Cavalleria rusticana offre un contraste saisissant avec la première partie du spectacle. Les metteurs en scène (Luigi di Gangi et Ugo Giacomazzi) qui, dans Offenbach, ont monté un spectacle survitaminé, plein de fantaisie, dans des décors tout sauf réalistes aux couleurs acidulées et des costumes burlesques, jouent cette fois-ci la carte du vérisme, dont ils respectent tous les codes : décors évoquant, de façon stylisée, les habitations et une église de la Sicile, direction d’acteurs reprenant les attitudes et gestes propres au mélodrame. L’orchestre fait cette fois entendre une pâte sonore capable d’amplitude, des murmures évanescents dès les premières mesures de l’œuvre, du lyrisme de l’Intermezzo jusqu’au dramatisme exacerbé du finale. Valerio Galli n’hésite pas à libérer toute la puissance de la phalange florentine, quitte parfois à contraindre les chanteurs à user un peu trop uniformément du chant forte ou fortissimo. C’est notamment le cas d’Alexia Voulgaridou, qui chante l’essentiel du rôle de Santuzza forte ou mezzo-forte. L’engagement vocal et dramatique de la soprano impressionne cependant le public. La voix est chaude, doté d’un médium suffisamment puissant (qualité indispensable au rôle, d’ailleurs parfois tenu par des mezzos), mais plafonnant un peu dans l’aigu.

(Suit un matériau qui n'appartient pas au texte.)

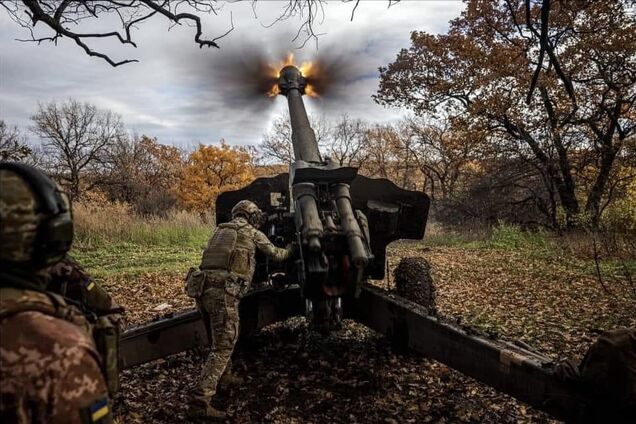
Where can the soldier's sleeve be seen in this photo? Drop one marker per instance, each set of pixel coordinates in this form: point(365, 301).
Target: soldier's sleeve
point(267, 247)
point(82, 394)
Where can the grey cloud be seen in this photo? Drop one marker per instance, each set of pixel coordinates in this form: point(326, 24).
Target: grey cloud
point(182, 94)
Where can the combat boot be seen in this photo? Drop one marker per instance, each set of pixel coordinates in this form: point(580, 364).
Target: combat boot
point(231, 379)
point(205, 413)
point(199, 408)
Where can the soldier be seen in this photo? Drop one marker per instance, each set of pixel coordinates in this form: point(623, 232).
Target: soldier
point(224, 276)
point(50, 367)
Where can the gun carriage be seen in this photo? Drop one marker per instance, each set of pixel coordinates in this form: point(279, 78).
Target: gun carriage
point(343, 223)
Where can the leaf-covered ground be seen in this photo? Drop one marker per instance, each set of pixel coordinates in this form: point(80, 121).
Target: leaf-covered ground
point(292, 375)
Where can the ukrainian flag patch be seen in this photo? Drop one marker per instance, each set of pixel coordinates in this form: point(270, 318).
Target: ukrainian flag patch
point(98, 410)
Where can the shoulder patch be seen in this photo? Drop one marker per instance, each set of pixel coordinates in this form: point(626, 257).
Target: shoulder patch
point(97, 412)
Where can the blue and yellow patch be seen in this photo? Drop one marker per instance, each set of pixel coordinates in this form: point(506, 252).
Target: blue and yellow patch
point(98, 410)
point(88, 285)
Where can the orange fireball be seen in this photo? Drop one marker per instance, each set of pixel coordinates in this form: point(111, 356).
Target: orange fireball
point(307, 69)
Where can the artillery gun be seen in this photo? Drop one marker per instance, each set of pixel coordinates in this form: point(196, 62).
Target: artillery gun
point(343, 223)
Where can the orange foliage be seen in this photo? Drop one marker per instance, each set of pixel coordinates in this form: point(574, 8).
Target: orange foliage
point(211, 170)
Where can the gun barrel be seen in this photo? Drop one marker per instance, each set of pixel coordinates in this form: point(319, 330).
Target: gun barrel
point(292, 84)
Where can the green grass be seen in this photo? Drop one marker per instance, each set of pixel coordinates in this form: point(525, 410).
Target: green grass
point(131, 260)
point(164, 249)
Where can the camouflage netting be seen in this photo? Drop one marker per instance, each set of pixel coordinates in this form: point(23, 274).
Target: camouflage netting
point(413, 281)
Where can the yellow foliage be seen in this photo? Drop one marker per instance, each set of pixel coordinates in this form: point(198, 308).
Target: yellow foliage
point(211, 170)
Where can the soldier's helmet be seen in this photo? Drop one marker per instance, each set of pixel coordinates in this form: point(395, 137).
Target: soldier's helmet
point(249, 211)
point(36, 227)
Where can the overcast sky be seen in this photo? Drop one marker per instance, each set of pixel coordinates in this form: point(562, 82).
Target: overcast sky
point(185, 95)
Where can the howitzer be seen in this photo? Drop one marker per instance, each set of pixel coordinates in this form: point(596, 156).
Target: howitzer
point(342, 221)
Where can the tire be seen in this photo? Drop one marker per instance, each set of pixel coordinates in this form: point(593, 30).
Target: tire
point(413, 282)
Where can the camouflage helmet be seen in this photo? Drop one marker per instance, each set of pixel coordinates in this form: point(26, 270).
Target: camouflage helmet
point(36, 229)
point(249, 211)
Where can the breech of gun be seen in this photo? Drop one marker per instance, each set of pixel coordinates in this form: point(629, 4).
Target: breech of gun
point(312, 230)
point(350, 225)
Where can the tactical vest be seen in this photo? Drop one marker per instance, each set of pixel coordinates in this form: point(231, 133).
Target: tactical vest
point(105, 335)
point(228, 250)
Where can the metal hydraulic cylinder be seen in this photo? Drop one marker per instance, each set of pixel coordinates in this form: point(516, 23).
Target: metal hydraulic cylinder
point(349, 224)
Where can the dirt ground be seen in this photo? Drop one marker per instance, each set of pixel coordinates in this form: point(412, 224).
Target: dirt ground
point(293, 375)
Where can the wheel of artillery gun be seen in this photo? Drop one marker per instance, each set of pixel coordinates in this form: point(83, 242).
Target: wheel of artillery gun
point(413, 281)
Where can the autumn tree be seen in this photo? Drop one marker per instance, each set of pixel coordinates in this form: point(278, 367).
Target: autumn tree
point(482, 69)
point(211, 170)
point(144, 173)
point(387, 155)
point(445, 152)
point(347, 141)
point(121, 19)
point(76, 137)
point(12, 144)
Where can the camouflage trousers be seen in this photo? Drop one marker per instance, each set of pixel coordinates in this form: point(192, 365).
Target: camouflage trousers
point(219, 304)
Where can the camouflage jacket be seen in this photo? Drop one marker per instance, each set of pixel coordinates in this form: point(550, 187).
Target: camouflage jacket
point(69, 279)
point(49, 365)
point(233, 246)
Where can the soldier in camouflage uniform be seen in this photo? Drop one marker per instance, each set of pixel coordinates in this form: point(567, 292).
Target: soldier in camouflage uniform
point(224, 276)
point(50, 368)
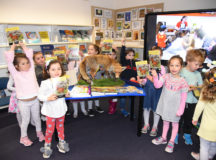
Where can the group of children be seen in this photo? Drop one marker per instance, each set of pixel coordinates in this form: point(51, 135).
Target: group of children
point(168, 95)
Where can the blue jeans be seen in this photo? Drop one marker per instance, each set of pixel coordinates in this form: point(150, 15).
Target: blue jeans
point(207, 149)
point(123, 103)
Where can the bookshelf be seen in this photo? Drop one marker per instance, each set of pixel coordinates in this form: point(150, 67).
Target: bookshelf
point(53, 30)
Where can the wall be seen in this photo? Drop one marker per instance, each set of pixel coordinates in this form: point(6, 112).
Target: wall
point(169, 5)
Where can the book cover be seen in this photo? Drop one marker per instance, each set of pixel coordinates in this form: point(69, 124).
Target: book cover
point(60, 85)
point(32, 37)
point(154, 59)
point(83, 48)
point(47, 50)
point(63, 36)
point(74, 52)
point(70, 35)
point(107, 46)
point(14, 35)
point(142, 69)
point(49, 59)
point(61, 56)
point(44, 36)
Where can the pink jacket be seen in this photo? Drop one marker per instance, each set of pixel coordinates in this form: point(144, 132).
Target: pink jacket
point(25, 82)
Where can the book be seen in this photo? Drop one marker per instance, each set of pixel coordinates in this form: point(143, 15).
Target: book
point(14, 35)
point(44, 36)
point(154, 59)
point(83, 48)
point(74, 52)
point(61, 56)
point(32, 37)
point(60, 84)
point(107, 46)
point(63, 36)
point(49, 59)
point(142, 69)
point(47, 50)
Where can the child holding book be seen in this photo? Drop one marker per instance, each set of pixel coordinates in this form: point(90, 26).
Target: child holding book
point(172, 100)
point(53, 108)
point(130, 73)
point(22, 71)
point(151, 99)
point(207, 107)
point(194, 59)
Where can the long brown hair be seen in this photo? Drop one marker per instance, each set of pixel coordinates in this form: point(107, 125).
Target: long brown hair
point(209, 87)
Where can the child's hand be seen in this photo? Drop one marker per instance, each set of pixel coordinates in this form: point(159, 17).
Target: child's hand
point(52, 97)
point(13, 47)
point(194, 122)
point(149, 78)
point(67, 94)
point(154, 73)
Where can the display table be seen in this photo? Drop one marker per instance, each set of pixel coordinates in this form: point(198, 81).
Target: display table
point(129, 94)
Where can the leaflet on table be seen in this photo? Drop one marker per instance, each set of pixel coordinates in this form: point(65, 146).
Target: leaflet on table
point(80, 91)
point(60, 85)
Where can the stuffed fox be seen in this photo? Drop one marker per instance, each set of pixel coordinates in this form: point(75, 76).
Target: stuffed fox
point(94, 62)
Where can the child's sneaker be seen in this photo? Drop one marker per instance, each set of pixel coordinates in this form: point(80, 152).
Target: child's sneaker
point(99, 109)
point(125, 113)
point(145, 129)
point(153, 132)
point(40, 136)
point(170, 146)
point(75, 115)
point(195, 155)
point(46, 150)
point(159, 140)
point(176, 139)
point(91, 113)
point(63, 147)
point(188, 139)
point(25, 141)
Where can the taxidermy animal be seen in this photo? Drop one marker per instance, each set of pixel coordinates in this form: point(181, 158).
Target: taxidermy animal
point(93, 63)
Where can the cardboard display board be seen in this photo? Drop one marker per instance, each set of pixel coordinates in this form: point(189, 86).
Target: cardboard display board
point(125, 23)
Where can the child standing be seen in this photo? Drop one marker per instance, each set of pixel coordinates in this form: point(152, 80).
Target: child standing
point(194, 59)
point(22, 70)
point(207, 106)
point(130, 73)
point(54, 109)
point(151, 99)
point(93, 50)
point(113, 102)
point(39, 66)
point(172, 100)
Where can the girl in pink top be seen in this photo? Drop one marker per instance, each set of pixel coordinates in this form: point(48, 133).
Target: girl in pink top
point(172, 100)
point(21, 67)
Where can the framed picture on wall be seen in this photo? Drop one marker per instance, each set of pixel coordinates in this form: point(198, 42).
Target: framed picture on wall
point(107, 13)
point(97, 23)
point(135, 35)
point(134, 14)
point(127, 16)
point(110, 24)
point(136, 25)
point(141, 35)
point(128, 34)
point(118, 35)
point(103, 23)
point(119, 25)
point(127, 25)
point(98, 12)
point(142, 13)
point(120, 16)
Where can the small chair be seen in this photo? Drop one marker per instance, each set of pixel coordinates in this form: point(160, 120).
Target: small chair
point(4, 101)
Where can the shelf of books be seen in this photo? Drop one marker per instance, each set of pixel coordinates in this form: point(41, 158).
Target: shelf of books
point(51, 39)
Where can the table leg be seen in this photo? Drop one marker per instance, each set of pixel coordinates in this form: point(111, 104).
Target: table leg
point(140, 115)
point(132, 108)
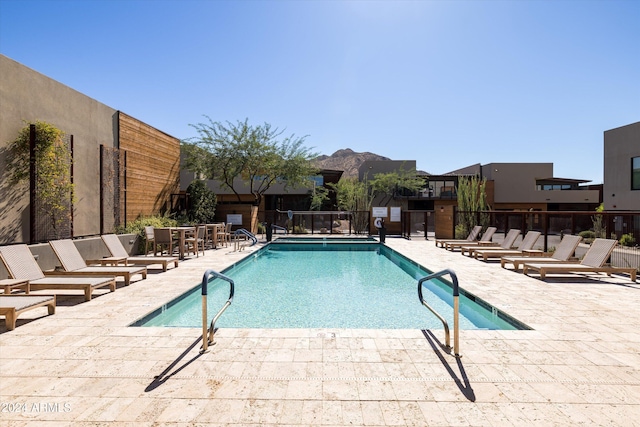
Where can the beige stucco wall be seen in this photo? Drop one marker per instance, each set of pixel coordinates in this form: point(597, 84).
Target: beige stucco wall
point(28, 95)
point(516, 183)
point(620, 145)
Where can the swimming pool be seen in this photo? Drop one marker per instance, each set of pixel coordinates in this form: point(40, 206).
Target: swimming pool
point(306, 284)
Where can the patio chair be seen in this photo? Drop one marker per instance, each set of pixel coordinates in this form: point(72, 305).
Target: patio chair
point(506, 243)
point(118, 252)
point(504, 249)
point(73, 264)
point(525, 245)
point(484, 240)
point(197, 240)
point(593, 262)
point(564, 251)
point(11, 306)
point(164, 237)
point(149, 239)
point(227, 234)
point(20, 264)
point(473, 235)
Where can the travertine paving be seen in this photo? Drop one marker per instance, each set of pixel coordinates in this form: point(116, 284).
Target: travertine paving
point(579, 365)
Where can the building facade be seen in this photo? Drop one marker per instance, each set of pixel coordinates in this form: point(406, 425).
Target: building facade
point(622, 168)
point(122, 167)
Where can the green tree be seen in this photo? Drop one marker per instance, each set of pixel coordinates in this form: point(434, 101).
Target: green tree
point(385, 185)
point(356, 197)
point(599, 228)
point(54, 187)
point(202, 203)
point(472, 198)
point(319, 196)
point(255, 155)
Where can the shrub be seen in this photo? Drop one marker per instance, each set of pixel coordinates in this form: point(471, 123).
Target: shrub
point(627, 240)
point(587, 235)
point(137, 227)
point(202, 203)
point(299, 229)
point(461, 232)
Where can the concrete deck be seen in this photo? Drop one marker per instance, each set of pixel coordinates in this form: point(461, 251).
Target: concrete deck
point(580, 365)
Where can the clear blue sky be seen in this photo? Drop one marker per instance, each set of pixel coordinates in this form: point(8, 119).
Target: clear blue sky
point(445, 83)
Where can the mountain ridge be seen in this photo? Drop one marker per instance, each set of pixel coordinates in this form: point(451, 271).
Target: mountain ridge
point(346, 160)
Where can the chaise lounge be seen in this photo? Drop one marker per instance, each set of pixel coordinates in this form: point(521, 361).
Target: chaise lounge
point(506, 243)
point(119, 254)
point(20, 264)
point(484, 240)
point(473, 235)
point(593, 262)
point(73, 264)
point(527, 244)
point(563, 253)
point(11, 306)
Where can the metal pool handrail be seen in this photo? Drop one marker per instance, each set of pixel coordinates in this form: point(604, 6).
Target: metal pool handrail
point(250, 235)
point(277, 227)
point(207, 336)
point(456, 308)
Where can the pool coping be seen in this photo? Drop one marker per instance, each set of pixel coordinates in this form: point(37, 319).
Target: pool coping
point(579, 364)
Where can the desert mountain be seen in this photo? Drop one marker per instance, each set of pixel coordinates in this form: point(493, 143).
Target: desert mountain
point(346, 160)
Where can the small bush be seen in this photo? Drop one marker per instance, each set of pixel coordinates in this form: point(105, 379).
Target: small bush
point(299, 229)
point(461, 232)
point(587, 235)
point(627, 240)
point(202, 203)
point(137, 227)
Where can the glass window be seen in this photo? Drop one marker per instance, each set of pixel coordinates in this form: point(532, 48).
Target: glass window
point(635, 173)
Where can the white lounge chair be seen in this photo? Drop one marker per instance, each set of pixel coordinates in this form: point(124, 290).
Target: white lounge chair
point(11, 306)
point(527, 244)
point(20, 264)
point(473, 235)
point(484, 240)
point(563, 253)
point(593, 262)
point(506, 243)
point(119, 254)
point(73, 264)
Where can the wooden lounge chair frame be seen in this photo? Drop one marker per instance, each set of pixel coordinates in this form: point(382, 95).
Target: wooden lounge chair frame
point(11, 306)
point(506, 243)
point(593, 262)
point(527, 243)
point(484, 240)
point(20, 264)
point(473, 235)
point(119, 254)
point(73, 264)
point(563, 253)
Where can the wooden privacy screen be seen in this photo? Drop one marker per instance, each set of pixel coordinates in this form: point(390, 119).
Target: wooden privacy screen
point(152, 168)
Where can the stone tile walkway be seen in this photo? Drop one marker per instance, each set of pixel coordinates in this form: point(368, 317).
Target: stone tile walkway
point(579, 365)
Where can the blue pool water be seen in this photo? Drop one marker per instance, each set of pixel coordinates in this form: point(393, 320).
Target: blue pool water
point(321, 285)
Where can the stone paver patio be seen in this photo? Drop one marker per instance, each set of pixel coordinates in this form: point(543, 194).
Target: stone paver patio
point(83, 366)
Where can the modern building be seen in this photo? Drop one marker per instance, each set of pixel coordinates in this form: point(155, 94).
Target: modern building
point(532, 186)
point(122, 168)
point(622, 168)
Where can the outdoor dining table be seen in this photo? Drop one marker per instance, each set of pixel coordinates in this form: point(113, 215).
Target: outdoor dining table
point(182, 235)
point(216, 231)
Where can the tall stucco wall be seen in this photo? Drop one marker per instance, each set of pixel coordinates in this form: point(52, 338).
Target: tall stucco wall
point(620, 146)
point(28, 95)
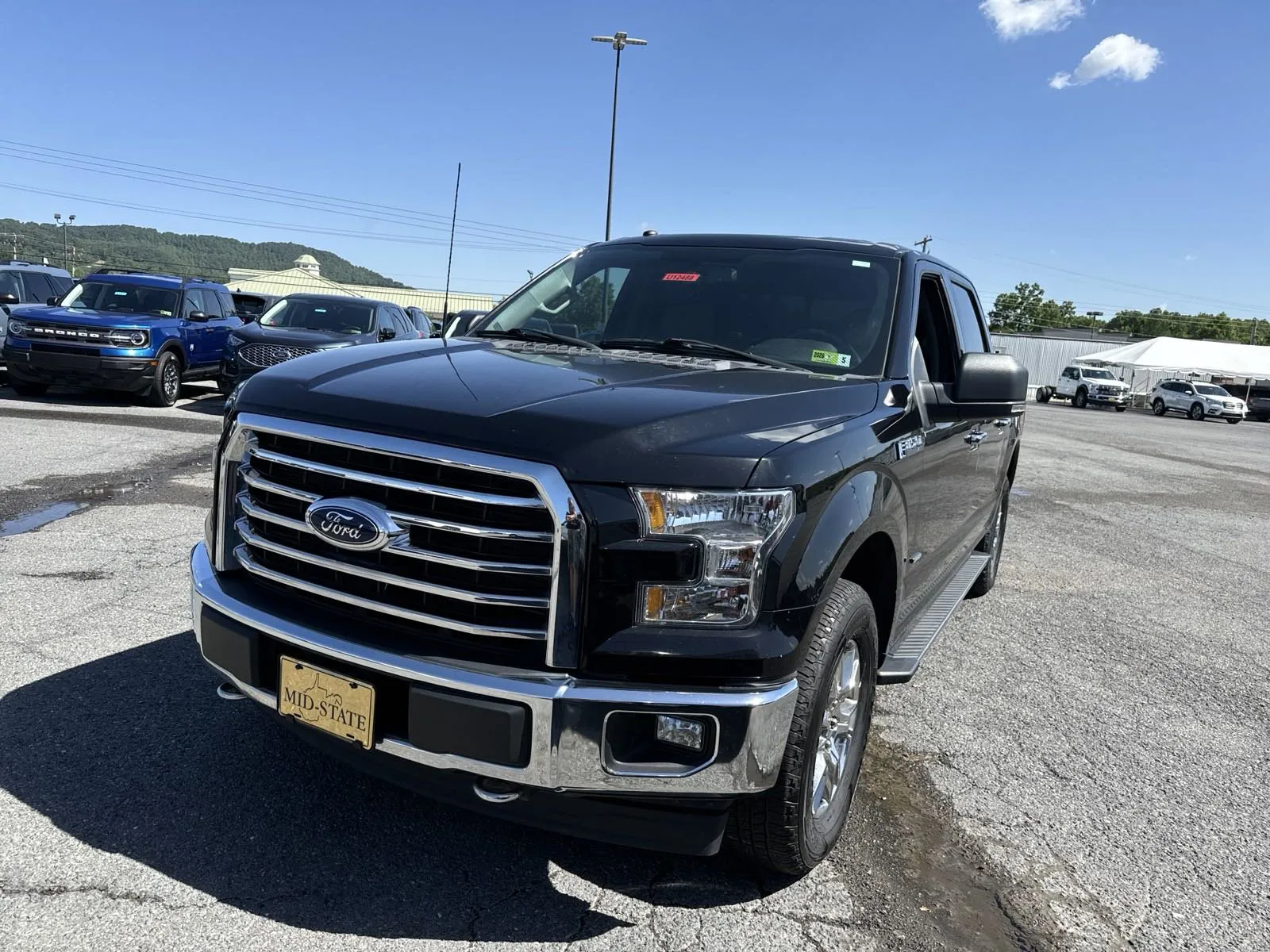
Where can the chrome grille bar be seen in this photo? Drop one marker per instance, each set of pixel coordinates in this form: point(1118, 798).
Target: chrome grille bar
point(425, 522)
point(498, 550)
point(393, 482)
point(364, 571)
point(253, 566)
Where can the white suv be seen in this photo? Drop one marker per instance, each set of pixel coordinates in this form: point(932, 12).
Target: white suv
point(1197, 400)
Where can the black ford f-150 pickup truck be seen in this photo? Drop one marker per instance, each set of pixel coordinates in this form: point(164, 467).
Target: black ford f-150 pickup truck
point(629, 559)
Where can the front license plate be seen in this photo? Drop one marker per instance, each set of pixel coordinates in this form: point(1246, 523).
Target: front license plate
point(327, 701)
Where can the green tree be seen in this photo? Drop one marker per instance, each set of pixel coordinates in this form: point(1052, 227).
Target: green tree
point(1026, 309)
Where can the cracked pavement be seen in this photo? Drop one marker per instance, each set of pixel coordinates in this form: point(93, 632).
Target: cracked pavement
point(1080, 765)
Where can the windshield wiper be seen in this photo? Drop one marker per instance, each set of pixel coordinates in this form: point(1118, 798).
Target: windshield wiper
point(546, 336)
point(690, 346)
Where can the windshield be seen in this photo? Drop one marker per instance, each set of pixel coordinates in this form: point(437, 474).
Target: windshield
point(118, 296)
point(823, 311)
point(353, 317)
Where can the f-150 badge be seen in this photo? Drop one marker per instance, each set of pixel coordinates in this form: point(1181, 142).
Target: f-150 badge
point(908, 444)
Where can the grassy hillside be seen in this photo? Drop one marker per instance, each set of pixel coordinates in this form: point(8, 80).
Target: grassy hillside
point(202, 255)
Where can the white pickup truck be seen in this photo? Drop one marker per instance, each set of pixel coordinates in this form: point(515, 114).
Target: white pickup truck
point(1085, 386)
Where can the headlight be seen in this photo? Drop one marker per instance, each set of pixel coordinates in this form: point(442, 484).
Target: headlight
point(127, 338)
point(736, 531)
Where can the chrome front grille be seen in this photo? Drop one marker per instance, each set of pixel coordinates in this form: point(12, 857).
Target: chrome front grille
point(271, 355)
point(480, 546)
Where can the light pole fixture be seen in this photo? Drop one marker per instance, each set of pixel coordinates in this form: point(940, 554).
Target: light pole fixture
point(67, 251)
point(619, 41)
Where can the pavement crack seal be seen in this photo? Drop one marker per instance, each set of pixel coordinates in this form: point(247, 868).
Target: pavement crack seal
point(51, 890)
point(968, 900)
point(32, 505)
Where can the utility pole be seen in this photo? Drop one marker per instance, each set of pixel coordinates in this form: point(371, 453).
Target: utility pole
point(620, 41)
point(67, 249)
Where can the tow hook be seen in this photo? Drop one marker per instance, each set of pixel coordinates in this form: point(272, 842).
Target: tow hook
point(228, 691)
point(493, 791)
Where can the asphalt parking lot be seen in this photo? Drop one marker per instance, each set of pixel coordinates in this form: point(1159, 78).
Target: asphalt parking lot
point(1080, 765)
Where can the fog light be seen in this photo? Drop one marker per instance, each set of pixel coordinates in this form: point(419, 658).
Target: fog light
point(681, 731)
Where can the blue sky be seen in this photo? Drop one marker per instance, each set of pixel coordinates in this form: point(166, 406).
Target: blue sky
point(880, 121)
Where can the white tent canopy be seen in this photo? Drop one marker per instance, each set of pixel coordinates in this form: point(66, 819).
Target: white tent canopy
point(1213, 357)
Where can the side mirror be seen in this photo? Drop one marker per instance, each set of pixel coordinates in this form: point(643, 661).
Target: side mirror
point(987, 385)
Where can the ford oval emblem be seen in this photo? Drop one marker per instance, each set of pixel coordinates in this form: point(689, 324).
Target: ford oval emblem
point(352, 524)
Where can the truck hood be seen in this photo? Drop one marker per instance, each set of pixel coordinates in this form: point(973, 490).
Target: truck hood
point(86, 317)
point(597, 416)
point(298, 336)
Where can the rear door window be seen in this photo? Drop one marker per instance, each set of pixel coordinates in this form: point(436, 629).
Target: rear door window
point(969, 328)
point(211, 304)
point(38, 290)
point(10, 285)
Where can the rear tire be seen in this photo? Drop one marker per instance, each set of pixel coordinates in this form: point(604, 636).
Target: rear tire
point(992, 543)
point(794, 825)
point(167, 387)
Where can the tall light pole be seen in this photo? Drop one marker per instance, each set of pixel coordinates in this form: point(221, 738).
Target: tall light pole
point(67, 251)
point(620, 41)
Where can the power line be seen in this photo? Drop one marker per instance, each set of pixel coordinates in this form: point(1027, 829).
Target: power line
point(308, 228)
point(200, 182)
point(1123, 283)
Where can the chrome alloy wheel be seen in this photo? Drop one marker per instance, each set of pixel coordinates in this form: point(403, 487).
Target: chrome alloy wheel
point(837, 731)
point(171, 381)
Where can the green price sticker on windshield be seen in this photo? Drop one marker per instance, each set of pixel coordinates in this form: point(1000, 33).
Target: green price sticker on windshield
point(831, 357)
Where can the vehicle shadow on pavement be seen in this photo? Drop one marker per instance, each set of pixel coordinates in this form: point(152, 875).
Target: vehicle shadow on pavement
point(135, 754)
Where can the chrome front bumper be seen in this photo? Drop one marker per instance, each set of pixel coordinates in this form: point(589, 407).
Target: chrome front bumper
point(568, 715)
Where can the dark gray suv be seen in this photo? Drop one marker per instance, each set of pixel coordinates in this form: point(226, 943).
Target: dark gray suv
point(302, 324)
point(23, 283)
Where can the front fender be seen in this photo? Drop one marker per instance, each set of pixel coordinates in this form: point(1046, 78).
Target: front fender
point(865, 503)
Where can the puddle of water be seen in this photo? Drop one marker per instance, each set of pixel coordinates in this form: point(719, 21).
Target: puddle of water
point(29, 522)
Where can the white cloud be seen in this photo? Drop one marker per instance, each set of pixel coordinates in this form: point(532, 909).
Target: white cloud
point(1121, 57)
point(1018, 18)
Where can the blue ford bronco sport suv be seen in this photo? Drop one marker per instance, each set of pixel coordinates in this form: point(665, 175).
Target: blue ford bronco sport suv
point(122, 330)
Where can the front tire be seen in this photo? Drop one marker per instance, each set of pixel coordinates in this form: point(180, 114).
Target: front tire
point(167, 387)
point(794, 825)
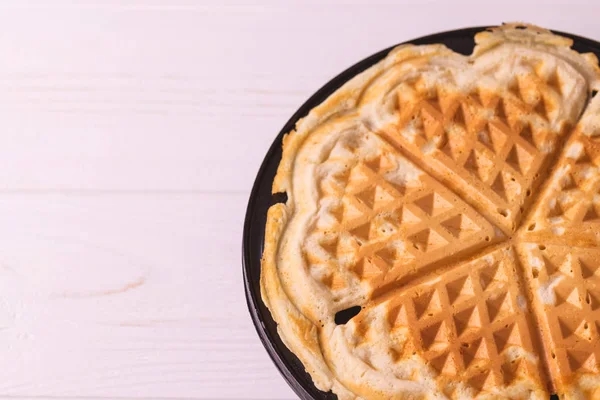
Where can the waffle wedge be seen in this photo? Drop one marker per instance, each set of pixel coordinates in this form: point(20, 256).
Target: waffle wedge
point(455, 199)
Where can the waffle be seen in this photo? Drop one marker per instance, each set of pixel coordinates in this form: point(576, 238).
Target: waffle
point(439, 238)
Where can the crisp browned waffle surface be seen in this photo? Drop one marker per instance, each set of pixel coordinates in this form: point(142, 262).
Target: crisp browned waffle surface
point(456, 200)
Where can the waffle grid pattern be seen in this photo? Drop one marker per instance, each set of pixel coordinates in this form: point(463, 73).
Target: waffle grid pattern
point(474, 322)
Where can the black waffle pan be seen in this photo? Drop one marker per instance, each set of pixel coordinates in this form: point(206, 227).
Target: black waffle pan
point(461, 41)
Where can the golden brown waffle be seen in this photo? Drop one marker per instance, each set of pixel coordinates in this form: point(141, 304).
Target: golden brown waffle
point(436, 192)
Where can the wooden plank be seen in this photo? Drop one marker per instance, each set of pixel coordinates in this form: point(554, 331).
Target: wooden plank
point(127, 295)
point(182, 96)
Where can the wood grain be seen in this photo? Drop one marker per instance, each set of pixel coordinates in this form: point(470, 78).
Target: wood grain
point(131, 135)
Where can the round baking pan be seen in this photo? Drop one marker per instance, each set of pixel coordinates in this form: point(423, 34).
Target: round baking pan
point(461, 41)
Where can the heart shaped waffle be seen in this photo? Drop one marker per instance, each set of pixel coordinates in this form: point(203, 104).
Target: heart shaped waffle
point(454, 199)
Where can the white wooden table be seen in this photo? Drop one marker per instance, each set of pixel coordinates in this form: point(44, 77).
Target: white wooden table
point(130, 135)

Angelo Villari, entendu ces dernières années en Pollione à Rennes ou en Cavaradossi à Tours, obtient en Turridu un franc succès. Dans sa sérénade initiale, la ligne de chant est encombrée de sanglots peu élégants, mais ils disparaissent du reste de l’interprétation, sincère, émouvante, portée par une voix saine au timbre clair, capable d’une grande puissance dans les moments forts du drame. Son rival Alfio est interprété par Devid Cecconi, à la voix certes moins puissante mais portée par une ligne de chant sobre et constamment élégante en dépit de la violence du personnage. La carrure du chanteur et son interprétation toute en violence contenue en font un rival dangereux pour Turridu.
Marina Ogii (seule interprète à intervenir dans les deux volets du spectacle) chante Lola avec tellement de facilité et de conviction qu’on regrette que le rôle ne soit pas plus étoffé : l’interprète est élégante en scène, sa voix, au timbre personnel, bien posée, se projette sans effort apparent.
Elena Zilio, qui joue avec talent les seconds rôles depuis plus de 40 ans, offre une fois encore son timbre, si reconnaissable, quasi intact, fait d’un grave un peu rauque et bien sonore, d’un médium et un aigu plus doux mais un peu moins percutants. De silhouette, de jeu, d’autorité scénique et vocale, elle campe une Mamma Lucia plus vraie que nature et recueille de très chaleureux applaudissements au rideau final.
Au total, une soirée inattendue mais couronnée de succès, qui atteste de la programmation originale de l’Opéra de Florence, toujours soucieux de proposer au public, entre certains titres incontournables, plusieurs raretés particulièrement intéressantes.